The purpose of the document is to define the European Union's energy policy for tomorrow. The
Energy Union, one of the EU's major political priorities, should enable Europe's dependence on fossil
fuels to be reduced considerably by removing obstacles to the flow of energy in a fully-integrated EUwide energy system, while taking account of the climate change issue and the imperative of the
security and competitiveness of EU energy supply.

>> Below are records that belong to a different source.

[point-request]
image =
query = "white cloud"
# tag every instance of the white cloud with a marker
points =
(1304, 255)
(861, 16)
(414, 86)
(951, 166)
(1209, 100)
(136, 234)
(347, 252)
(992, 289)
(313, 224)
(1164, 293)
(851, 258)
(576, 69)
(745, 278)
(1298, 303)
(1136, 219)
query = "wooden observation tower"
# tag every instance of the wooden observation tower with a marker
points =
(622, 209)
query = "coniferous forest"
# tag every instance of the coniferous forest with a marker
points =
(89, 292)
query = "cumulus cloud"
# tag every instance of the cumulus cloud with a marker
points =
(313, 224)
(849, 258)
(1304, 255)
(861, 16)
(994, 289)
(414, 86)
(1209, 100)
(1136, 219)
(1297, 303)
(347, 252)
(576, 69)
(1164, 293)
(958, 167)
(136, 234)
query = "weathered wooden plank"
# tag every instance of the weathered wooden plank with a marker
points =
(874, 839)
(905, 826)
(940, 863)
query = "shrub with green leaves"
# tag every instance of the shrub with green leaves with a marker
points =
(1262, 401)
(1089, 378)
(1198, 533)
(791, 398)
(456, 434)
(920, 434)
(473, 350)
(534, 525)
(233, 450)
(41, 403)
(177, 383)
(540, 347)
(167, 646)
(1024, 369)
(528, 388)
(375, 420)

The Energy Union rests on five pillars:
1.
2.
3.
4.
5.
guaranteed supply,
a single energy market,
energy efficiency,
reduced emissions,
energy research and innovation.
The combination of these five pillars must allow the European Union to pursue the creation of an
internal energy market, to renew its infrastructure, reduce energy prices and dependence on imports,
while fully integrating renewable energy sources into the energy mix. Connecting European electricity
grids is one of the main priorities, with all Member States having to create electricity interconnections
by 2020 allowing at least 10% of the electricity produced on their territory to be transmitted to
neighbouring countries.
It should also be pointed out that energy is a pillar of the European Union's territorial and social
cohesion. Located at the crossroads of economic development and European competitiveness, it is
also a crucial asset for the present and future well-being of European people. Electricity is moreover a
key vector for the digital economy and the development of a smart economy, and especially for smart
electricity grids; it is at the very heart of the challenges of innovation and social links within the
Union. The debate on how to ensure the security of electricity supply must necessarily cover these
new elements.
I
Basic features of Europe-wide energy
The European Union has a significant regulatory framework in place for energy, but at the same time
still has 28 sets of national legislation. The Member States retain sovereignty in choosing their energy
policies, particularly in defining an energy mix reflecting the specific features of each country.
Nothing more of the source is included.